Areim’s Andersson: New CEO will bring ‘the ability to scale’

The Nordics-focused manager has appointed a senior construction executive to lead its next phase of growth, says founder Leif Andersson.

Stockholm-based real estate manager Areim has announced the appointment of a new chief executive officer. Henrik Landelius will succeed Therese Rattik, who has been with the business for 20 years and served as CEO for the past 10.

Rattik will remain working at the firm full time as partner and will sit on the board of directors. According to Leif Andersson, who founded Areim in 2003, the role change will free up Rattik’s time to concentrate on developing leadership, culture and sustainability at the firm. “It’s very much a case of releasing her for other things that are really important to us,” he told PERE.

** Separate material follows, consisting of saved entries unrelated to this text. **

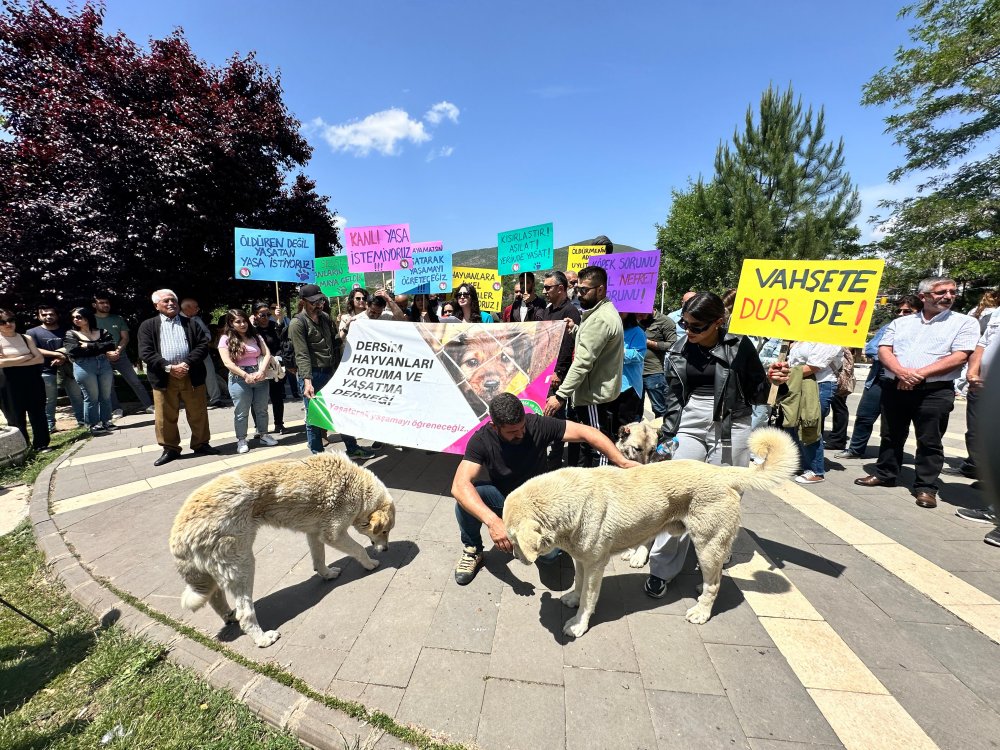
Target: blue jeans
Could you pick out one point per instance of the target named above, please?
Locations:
(812, 454)
(656, 386)
(247, 397)
(868, 411)
(52, 382)
(471, 528)
(314, 435)
(96, 379)
(127, 371)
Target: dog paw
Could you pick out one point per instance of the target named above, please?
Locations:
(698, 614)
(266, 638)
(328, 574)
(639, 557)
(575, 628)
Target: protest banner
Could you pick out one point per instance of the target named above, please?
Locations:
(428, 385)
(827, 301)
(333, 277)
(267, 255)
(487, 283)
(578, 256)
(528, 249)
(382, 248)
(429, 271)
(631, 279)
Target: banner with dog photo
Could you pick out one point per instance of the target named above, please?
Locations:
(428, 385)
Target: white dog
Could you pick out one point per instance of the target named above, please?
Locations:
(593, 513)
(322, 496)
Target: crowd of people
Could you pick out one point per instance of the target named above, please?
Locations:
(707, 386)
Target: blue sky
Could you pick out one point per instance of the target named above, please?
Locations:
(466, 118)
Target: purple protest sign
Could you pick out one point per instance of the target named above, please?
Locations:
(382, 248)
(632, 279)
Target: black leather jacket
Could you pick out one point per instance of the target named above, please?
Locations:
(740, 382)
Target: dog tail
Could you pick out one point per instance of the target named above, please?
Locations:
(775, 460)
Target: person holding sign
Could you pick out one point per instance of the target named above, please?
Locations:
(923, 354)
(714, 378)
(594, 379)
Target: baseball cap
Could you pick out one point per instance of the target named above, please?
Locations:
(311, 293)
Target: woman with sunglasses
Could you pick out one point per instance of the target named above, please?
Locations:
(714, 378)
(22, 394)
(87, 347)
(246, 356)
(468, 305)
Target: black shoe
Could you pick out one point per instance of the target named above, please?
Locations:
(655, 587)
(166, 457)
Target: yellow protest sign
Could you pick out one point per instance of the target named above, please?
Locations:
(579, 255)
(829, 301)
(486, 281)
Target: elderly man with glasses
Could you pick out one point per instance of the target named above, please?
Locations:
(922, 355)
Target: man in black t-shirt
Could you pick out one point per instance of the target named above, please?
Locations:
(499, 458)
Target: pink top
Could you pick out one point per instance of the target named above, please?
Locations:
(250, 355)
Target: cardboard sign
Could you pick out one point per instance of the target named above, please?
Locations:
(382, 248)
(827, 301)
(334, 279)
(580, 254)
(429, 271)
(632, 279)
(266, 255)
(487, 283)
(428, 385)
(528, 249)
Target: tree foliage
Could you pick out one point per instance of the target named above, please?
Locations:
(128, 169)
(945, 93)
(779, 190)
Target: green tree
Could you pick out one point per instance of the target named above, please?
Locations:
(695, 254)
(779, 190)
(945, 93)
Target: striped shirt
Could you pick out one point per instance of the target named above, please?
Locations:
(917, 342)
(173, 339)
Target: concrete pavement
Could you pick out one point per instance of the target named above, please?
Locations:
(848, 617)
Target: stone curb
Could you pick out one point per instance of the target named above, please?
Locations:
(311, 722)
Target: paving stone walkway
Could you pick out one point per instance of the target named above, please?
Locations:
(848, 617)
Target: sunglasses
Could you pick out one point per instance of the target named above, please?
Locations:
(692, 328)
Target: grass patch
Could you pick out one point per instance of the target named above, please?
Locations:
(72, 691)
(28, 472)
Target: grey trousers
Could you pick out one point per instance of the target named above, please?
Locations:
(700, 439)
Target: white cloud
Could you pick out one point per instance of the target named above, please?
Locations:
(442, 153)
(382, 132)
(442, 111)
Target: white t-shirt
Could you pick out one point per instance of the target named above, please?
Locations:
(826, 359)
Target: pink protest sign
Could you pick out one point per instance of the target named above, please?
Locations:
(632, 279)
(383, 248)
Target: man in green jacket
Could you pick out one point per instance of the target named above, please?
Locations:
(594, 379)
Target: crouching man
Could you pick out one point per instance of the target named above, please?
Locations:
(499, 458)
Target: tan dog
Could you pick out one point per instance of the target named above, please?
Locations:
(322, 496)
(593, 513)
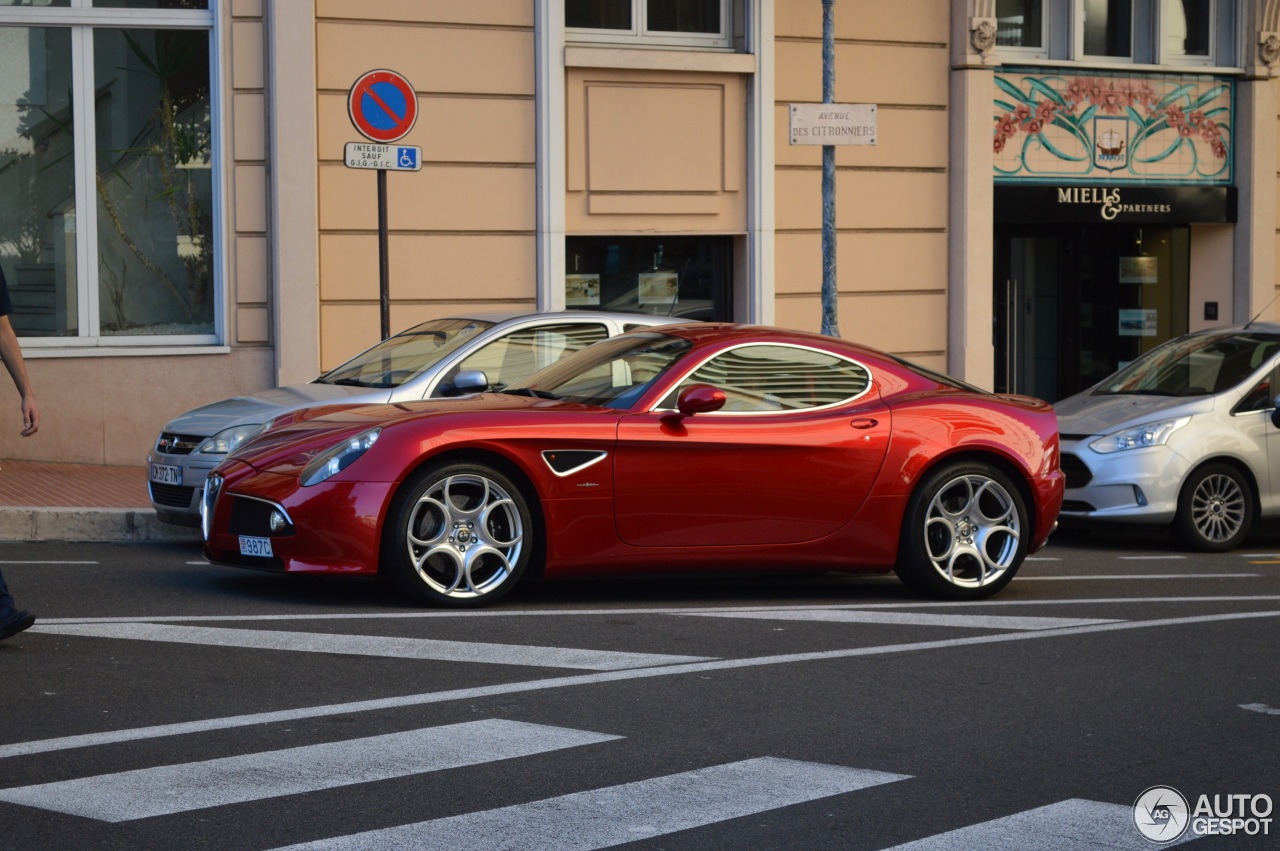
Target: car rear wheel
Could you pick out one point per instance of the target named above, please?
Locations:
(964, 534)
(458, 535)
(1215, 509)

Landelius: will replace Therese Rattik as Areim’s CEO in March 2024

Landelius joins from Swedish construction and development company NCC, where he served on the executive management team and has spent the past five years as head of NCC Building Sweden, the division responsible for constructing sustainable housing, offices and public and commercial properties in the country.

Andersson, whose own responsibilities as founder and member of the board of directors will remain unchanged by this appointment, said Landelius’s hire reflects a need to broaden the scope of experience in Areim’s leadership team. “When you grow a business, you have to constantly see to it that you have the right people and that you have enough leadership skills and the ability to scale. We wanted someone with experience scaling up and growing businesses. We have some new projects that we’re working on and we need to have the right team to continue to grow them.”

Andersson declined to share details on these new projects, but said the firm is looking to widen its product range.

When Landelius assumes the role in March next year, it will mark the second senior leadership change for the Swedish firm in the space of 12 months. In April this year, the firm’s head of investments for Sweden, Erik Vikbladh, took over from Erika Olsén as chief investment officer. Olsén has remained with Areim as partner, investments.

Andersson: Areim is looking to widen its product range

‘Stress’ in Sweden

Andersson said Areim is actively deploying its capital, but is doing so “cautiously” given “there is still some more room for price correction.” He said buyers and sellers have yet to find a new equilibrium, but a change in sentiment among sellers as interest rates have continued to rise over the past six months will produce “more interesting opportunities in the autumn through the spring than we have seen over the last six to 12 months.”

This will be partly driven by a mounting need among listed companies in the Nordics, many of which have become heavily reliant on bond financing, to sell high-quality assets to pay back debt maturities, he said.

“We have already seen some of this ‘stress’ in Sweden,” said Andersson, who noted that the vast majority of all listed property companies in the Nordics are listed on the Swedish stock exchange, and the vast majority of their holdings are in Sweden.

“We’re starting to see a pretty interesting opportunity there on the residential side, in particular, given the lack of buyers that are actually able to pick up assets.”

Areim, which occupies 94th position on the PERE 100 ranking of the world’s largest real estate managers, employs a value-add strategy across investments in light industrial, residential, office, retail and data centers in the Nordic region. In January this year the manager closed its largest fund, Areim Fund V, on €877 million, as reported by PERE, and followed in May with the closure of its first sector-specific fund, Areim DC Fund, which raised €446 million to invest exclusively in data centers.